Nadie salió del camarote, y por primera vez los niños empezaron a sentir cierta inquietud.
—¡Bill! —aulló Jack, haciendo dar a todos un brinco de sobresalto—. ¡Bill! ¡Salga!
No hubo respuesta desde el barco. Dominados de pronto por el pánico, los cuatro niños bajaron a trompicones por las repisas rocosas. Saltaron a bordo y se asomaron al camarote.
—¡No está aquí! —exclamó Dolly, asustada—. Bueno, pues, ¿dónde está entonces?
—No debe andar muy lejos, puesto que la embarcación aún se encuentra aquí —repuso Jack con mucha sensatez—. Volverá pronto. Quizás esté explorando algún punto de la isla.
Iban a marcharse cuando Jorge notó algo. Se detuvo y agarró con fuerza a Jack, palideciendo.

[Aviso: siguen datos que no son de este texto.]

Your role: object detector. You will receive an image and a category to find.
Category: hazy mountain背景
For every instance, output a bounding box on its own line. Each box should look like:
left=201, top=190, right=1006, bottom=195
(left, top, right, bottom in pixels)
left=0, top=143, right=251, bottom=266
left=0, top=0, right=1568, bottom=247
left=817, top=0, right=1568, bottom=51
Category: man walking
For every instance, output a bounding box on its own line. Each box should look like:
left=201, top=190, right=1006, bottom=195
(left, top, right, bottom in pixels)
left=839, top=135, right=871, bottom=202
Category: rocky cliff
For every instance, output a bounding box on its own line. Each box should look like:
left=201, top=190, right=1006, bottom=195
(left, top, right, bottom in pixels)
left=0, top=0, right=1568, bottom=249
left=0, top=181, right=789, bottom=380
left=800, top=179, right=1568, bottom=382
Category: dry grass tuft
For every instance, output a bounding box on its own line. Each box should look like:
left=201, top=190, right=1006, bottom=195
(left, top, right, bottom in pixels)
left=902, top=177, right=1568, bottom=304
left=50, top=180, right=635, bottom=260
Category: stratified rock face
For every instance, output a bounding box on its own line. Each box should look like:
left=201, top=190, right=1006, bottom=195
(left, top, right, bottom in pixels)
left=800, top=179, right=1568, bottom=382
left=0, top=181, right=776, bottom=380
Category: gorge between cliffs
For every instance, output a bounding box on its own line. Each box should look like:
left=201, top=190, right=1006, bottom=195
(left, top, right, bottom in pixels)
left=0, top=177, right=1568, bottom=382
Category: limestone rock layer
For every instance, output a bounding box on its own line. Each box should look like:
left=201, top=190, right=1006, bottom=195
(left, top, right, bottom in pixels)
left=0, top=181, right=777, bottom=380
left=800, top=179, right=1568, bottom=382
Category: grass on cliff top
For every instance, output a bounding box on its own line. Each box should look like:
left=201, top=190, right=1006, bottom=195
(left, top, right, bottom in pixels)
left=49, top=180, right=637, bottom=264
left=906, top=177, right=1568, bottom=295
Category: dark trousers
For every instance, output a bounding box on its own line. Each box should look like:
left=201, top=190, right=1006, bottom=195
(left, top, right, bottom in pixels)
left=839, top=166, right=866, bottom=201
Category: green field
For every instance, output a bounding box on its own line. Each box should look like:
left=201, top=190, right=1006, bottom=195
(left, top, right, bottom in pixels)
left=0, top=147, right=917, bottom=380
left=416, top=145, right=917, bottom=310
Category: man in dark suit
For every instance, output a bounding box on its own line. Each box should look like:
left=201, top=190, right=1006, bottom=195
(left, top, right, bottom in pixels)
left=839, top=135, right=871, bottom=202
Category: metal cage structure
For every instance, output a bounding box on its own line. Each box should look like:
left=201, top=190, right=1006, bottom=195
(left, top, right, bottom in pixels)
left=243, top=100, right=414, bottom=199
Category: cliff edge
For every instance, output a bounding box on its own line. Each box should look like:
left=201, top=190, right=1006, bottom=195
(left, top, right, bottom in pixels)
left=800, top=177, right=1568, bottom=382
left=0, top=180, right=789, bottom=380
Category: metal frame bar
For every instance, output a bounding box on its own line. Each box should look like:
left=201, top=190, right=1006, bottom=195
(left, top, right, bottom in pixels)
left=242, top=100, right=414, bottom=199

—¿Qué? —inquirió Jack, asustado—. ¿Qué pasa?
Jorge señaló en silencio el aparato de radio.
—¡Destrozado! —murmuró en un susurro—. ¡Hecho polvo por completo! ¿Quién habrá sido?
Lucy empezó a llorar. Jack subió a cubierta y miró a su alrededor con un disgusto enorme. Luego, Jorge lanzó desde el camarote un grito de angustia que hizo que los demás corrieran a su lado.
—¡Mirad! ¡El motor de la canoa está destrozado también! Completamente hecho cisco. ¡Dios mío! ¿Qué ha estado sucediendo aquí?
—¿Y dónde está Bill? —preguntó Dolly, en ronco susurro.
—Le han secuestrado —repuso Jack, muy despacio—. Alguien vino a buscarle durante la noche. Supongo que no saben que estamos nosotros aquí. Habrán creído que Bill se encontraba solo. Le tienen en su poder y… ¡ahora estamos prisioneros en la Isla de los Frailecillos y no podemos escapar!